A large number of SMB customers are now expressing great interest in leasing virtual resources as well, laying a solid foundation for StarHub plans for mass-scale operation and profitability.

And yet, IaaS alone cannot bring any operator very far without a strong software application platform that is flexible, economical, and scalable to back it up. In other words, they need SaaS, a fairly well developed service in the North American and European marketplaces, but still relatively unknown in Singapore.

As of the end of 2011, there were 180,000 enterprises in Singapore, 99% were SMBs, who face challenges in terms of capital and attracting & retaining IT talent. They also badly need to lower their OPEX and enhance their competitiveness, without taking on a lot of overhead.

SaaS can help, as enterprises are able to select whatever software applications they need and change their subscriptions as required, giving them benefits in terms of scalability, flexibility, and professionalism.

Huawei has an SaaS offering that is capable of virtual resource and software application management, and already has a large number of ISVs (independent software vendors) on board, giving operators’ SMB customers access to a wide variety of applications. Moreover, Huawei can accommodate the customization needs of different carriers, which will benefit their SMB customers’ long-term development needs.
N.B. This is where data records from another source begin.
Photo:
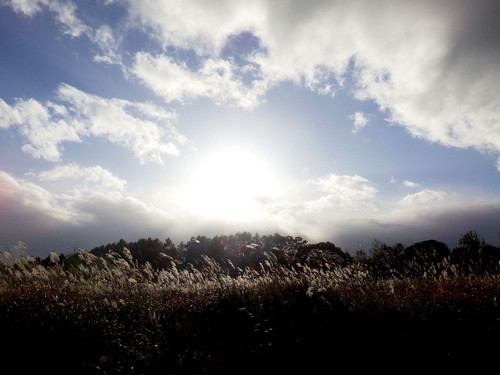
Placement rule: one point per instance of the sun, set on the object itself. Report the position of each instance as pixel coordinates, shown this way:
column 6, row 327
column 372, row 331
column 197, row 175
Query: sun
column 231, row 184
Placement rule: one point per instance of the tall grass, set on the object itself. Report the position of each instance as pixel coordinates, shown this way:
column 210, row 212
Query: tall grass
column 112, row 315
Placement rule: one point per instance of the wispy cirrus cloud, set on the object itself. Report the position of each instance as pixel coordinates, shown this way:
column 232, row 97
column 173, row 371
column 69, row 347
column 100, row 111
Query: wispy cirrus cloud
column 217, row 79
column 342, row 191
column 360, row 120
column 143, row 128
column 431, row 66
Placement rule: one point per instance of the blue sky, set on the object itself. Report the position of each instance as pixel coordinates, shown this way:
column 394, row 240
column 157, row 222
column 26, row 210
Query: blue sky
column 332, row 120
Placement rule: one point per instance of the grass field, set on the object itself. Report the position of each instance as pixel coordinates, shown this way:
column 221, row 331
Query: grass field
column 110, row 314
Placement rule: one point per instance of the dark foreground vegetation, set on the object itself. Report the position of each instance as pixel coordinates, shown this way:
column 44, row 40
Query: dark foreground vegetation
column 249, row 304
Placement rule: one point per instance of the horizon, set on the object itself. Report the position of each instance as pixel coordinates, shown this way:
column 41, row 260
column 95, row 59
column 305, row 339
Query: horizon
column 332, row 121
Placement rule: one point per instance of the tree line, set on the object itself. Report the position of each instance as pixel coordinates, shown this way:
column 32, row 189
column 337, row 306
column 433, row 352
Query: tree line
column 245, row 249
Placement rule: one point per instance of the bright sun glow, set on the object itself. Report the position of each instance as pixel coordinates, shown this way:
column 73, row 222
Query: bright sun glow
column 231, row 184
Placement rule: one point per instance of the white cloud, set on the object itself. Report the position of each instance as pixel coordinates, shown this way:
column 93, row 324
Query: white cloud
column 432, row 66
column 80, row 217
column 35, row 198
column 410, row 184
column 343, row 191
column 360, row 121
column 423, row 197
column 64, row 13
column 97, row 176
column 143, row 128
column 41, row 125
column 216, row 79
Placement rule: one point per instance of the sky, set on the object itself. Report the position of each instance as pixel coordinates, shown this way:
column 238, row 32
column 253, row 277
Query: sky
column 342, row 121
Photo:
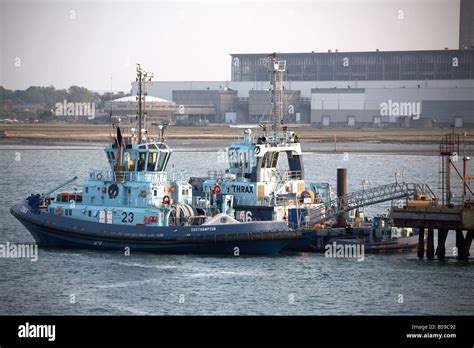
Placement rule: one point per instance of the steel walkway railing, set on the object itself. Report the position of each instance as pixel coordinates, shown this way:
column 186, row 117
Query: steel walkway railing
column 370, row 196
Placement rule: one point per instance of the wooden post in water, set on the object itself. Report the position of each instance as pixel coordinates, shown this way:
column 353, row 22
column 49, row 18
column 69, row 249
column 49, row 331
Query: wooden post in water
column 430, row 244
column 421, row 243
column 463, row 244
column 441, row 248
column 341, row 192
column 459, row 243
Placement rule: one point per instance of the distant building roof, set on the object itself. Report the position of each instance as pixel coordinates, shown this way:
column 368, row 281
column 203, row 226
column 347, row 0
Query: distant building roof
column 148, row 99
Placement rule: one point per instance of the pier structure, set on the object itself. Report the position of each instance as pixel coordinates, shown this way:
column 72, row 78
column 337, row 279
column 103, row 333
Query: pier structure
column 449, row 213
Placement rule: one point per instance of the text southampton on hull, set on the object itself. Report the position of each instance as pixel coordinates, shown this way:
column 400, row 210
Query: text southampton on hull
column 139, row 205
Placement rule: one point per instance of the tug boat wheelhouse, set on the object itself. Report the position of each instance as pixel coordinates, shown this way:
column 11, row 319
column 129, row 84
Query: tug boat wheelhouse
column 139, row 205
column 254, row 182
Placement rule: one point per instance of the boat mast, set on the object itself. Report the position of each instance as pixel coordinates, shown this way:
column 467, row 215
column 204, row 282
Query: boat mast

StarHub’s endeavor in IaaS is providing a strong impetus for the Singapore government’s interest in ICT transformation and SMB growth. It is also clearly demonstrating that no single enterprise can be all things to all people. In the rarefied air of cloud computing, a cooperative ecosystem that is mutually beneficial is a must. Huawei has the confidence to provide the same high-quality SaaS offering for any operator and also looks forward to taking these first steps with other telcos into the realm of cloud computing; as in Singapore, it should work to the benefit of all.